Удары дождевых капель били по ставням, по стёклам, по стенам и крышам…
Это соитие отличалось от того, что было между мной и Дик*Кар*Сталом прежде. Он, больше не пытался проявлять деликатность, сжимал меня в объятиях горячо и страстно. Я видела над собой сияющие, словно драгоценные камни, отливающие серебром, глаза. Тяжёлое дыхание спорило с шумом дождя.
Словно река, которой уже нет сил сопротивляться, влекла нас, как водоворот, к тёмному порогу.
— Сиобрян…
Ночь вместе со мной прислушивалась к звучанию его имени.
Дик*Кар*Стал встал и отошёл к жаровням, чтобы расшевелить тлеющие под пеплом угли.
Дождь теперь лишь слабо шелестел. Из водостоков журчала вода. Позвякивали петли на ставнях. Буря прошла.
Спустя несколько минут он вернулся в постель, неся с собой бокалы с вином и вазу со сладостями.
— Надеюсь, вы любите сладкое, моя королева?
Длинные пальцы легко удерживали высокий красный бокал с золотым ободком по краю. Дик*Кар*Стал поднял его, взглянув на содержимое в свете пламени, пригубил.
— Сколько вам лет, сударыня?
— Девятнадцать, — ответила я.
— Девятнадцать? Почти дитя.
Пламя жаровни отражалось в его застывших глазах.
— Ты знаешь, что такое любовь, девочка? Золотой песок. Сколько ж дней нужно просеять, сколько лет жизни пропустить через ладонь, чтобы отыскать хоть малую крупицу? А когда отыщешь, страшно бывает даже дышать над нею. Когда теряешь тех, кого любишь, теряешь самое дорогое в этой жизни. Человек существо слабое, несовершенное, — с уверенностью продолжал Дик*Кар*Стал, — он должен бояться. Потому что, когда человек теряет страх, он превращается либо в бога, либо в дьявола. В жизни с годами все меньше и меньше хочешь чего-то, всё реже и реже чего-то боишься. Лишь одно не утрачивает значения никогда: жизнь любимых людей. Лишь одно не утрачивает ценности — сама любовь.
За окном порывами задувал ветер. От этого звука становилось холодно. Я натянула на себя одеяло.

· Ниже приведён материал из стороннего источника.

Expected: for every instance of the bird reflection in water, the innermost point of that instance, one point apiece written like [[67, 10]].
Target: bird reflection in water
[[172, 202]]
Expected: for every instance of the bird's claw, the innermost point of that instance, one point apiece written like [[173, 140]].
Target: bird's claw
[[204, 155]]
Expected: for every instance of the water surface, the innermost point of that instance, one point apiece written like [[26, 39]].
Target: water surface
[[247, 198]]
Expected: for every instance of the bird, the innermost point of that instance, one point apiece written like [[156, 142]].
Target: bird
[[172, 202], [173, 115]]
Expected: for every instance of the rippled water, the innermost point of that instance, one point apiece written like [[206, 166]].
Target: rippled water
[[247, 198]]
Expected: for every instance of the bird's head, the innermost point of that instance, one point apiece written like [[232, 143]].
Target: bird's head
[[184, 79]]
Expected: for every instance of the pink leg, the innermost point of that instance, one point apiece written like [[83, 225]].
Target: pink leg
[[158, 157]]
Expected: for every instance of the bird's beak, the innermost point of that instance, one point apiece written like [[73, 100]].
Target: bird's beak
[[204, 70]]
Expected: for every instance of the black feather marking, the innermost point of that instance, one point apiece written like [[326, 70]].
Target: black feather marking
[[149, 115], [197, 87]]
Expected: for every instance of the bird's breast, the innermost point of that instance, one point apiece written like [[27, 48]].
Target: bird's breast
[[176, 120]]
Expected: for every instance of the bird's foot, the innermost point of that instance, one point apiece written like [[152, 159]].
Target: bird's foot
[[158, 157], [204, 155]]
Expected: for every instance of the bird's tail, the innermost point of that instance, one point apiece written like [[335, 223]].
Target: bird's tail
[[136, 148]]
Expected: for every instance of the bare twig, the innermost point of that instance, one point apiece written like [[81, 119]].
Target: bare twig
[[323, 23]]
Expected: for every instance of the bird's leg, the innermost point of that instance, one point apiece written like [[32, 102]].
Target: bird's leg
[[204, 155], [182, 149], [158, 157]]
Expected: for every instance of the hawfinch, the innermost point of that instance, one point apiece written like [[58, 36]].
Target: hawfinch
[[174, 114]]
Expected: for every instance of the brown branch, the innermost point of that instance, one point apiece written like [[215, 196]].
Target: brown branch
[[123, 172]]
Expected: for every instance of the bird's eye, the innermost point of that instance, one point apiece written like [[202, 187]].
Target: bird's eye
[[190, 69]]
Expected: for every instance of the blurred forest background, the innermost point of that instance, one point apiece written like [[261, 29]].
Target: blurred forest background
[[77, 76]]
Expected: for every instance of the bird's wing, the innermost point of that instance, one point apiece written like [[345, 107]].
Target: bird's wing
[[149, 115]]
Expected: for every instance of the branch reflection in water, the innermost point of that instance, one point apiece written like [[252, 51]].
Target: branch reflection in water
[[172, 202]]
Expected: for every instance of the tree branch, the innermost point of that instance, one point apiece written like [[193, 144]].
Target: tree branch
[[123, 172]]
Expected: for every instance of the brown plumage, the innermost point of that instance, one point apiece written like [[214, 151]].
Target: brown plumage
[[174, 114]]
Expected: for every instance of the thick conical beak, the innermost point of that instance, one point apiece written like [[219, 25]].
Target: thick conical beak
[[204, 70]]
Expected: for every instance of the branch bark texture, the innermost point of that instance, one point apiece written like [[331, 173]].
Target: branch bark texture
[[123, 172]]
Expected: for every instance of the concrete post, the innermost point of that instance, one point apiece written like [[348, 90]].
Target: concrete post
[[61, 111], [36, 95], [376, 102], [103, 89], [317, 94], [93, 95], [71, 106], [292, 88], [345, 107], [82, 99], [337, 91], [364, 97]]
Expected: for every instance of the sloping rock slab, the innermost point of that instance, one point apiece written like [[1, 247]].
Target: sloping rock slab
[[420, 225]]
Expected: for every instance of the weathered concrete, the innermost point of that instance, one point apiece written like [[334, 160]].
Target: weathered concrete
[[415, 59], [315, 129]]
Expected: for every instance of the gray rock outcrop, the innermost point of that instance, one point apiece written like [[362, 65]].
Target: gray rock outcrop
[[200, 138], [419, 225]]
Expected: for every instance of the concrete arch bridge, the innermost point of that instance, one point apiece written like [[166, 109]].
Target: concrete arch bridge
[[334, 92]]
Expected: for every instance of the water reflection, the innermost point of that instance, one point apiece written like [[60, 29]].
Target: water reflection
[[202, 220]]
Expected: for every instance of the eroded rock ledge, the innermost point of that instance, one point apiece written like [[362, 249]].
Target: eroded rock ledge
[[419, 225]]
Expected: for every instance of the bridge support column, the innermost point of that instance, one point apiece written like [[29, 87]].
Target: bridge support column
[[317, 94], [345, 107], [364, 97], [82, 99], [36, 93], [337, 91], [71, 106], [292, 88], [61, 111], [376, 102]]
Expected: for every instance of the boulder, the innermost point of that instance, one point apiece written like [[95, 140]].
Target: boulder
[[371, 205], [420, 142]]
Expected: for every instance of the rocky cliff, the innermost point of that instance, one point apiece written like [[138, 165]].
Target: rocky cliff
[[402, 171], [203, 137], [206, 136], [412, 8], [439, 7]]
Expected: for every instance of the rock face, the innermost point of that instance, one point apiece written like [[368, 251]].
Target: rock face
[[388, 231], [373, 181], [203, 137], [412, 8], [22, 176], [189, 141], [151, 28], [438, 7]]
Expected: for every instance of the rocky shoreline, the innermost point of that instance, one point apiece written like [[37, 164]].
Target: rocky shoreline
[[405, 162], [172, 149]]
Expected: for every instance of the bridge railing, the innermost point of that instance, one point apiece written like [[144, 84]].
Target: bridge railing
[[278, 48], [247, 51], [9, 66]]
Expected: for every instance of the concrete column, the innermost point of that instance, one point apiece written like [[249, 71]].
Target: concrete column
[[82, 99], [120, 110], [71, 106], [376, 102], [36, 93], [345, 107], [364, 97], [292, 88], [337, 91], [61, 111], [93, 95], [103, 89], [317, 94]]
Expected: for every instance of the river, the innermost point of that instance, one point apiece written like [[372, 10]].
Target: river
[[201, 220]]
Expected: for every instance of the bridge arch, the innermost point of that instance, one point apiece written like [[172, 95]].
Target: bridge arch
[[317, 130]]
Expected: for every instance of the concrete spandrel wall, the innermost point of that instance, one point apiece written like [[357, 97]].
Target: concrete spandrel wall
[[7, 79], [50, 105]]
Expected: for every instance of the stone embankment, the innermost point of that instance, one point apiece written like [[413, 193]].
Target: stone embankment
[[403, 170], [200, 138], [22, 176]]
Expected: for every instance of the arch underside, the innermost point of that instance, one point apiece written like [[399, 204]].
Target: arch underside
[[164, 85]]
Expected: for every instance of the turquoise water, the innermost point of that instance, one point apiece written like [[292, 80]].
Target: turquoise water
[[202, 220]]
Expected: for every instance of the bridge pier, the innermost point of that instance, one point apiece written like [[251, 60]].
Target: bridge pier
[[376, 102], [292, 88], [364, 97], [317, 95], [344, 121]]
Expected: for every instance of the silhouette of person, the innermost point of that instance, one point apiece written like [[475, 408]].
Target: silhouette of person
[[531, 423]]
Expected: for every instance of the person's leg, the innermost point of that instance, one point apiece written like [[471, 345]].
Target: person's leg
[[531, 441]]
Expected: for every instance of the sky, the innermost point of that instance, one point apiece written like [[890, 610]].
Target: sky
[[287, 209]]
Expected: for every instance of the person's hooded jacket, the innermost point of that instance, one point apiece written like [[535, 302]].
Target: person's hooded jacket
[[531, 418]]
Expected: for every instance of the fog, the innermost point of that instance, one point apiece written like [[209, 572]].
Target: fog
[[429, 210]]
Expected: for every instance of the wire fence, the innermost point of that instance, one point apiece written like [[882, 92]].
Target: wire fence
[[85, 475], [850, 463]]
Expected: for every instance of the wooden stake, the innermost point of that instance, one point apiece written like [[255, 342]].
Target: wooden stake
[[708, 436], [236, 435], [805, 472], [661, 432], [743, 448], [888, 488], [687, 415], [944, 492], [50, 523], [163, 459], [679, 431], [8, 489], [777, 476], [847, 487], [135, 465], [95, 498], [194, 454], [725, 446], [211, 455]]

— Тафль всегда был для меня замком печали, — продолжил он. — Стены этого дворца хранят слишком много тайн, боли, интриг и преступлений. В нём никогда не жила любовь. Папенька мой был великий гуманист. Святой человек, как он мог любить своего проклятого сына, отмеченного печатью тёмного мира с самого рождения? Человеку высокого полёта, ему до низких материй никогда не было дела. Мой сын Фабриан похож на деда куда больше, чем мне хотелось бы. Полагаю, когда ему удастся сесть на мой трон, у моих славных подданных вновь появится шанс обворовывать государственную казну. Двор станет охотиться, развлекаться на балах, провинция — приходить в упадок и кое-как сводить концы с концами. Жизнь вернётся на круги своя. Мой сын существо возвышенное, ему не будет дела до мелочей. А я вот зачем-то жизнь положил на то, чтобы изменить невозможное. Горько осознавать, что рано или поздно все твои старания будут развеяны в прах. Вдвойне обидней, что при этом все будут довольны. Даже те, кого ты искренне хотел досыта накормить хлебом.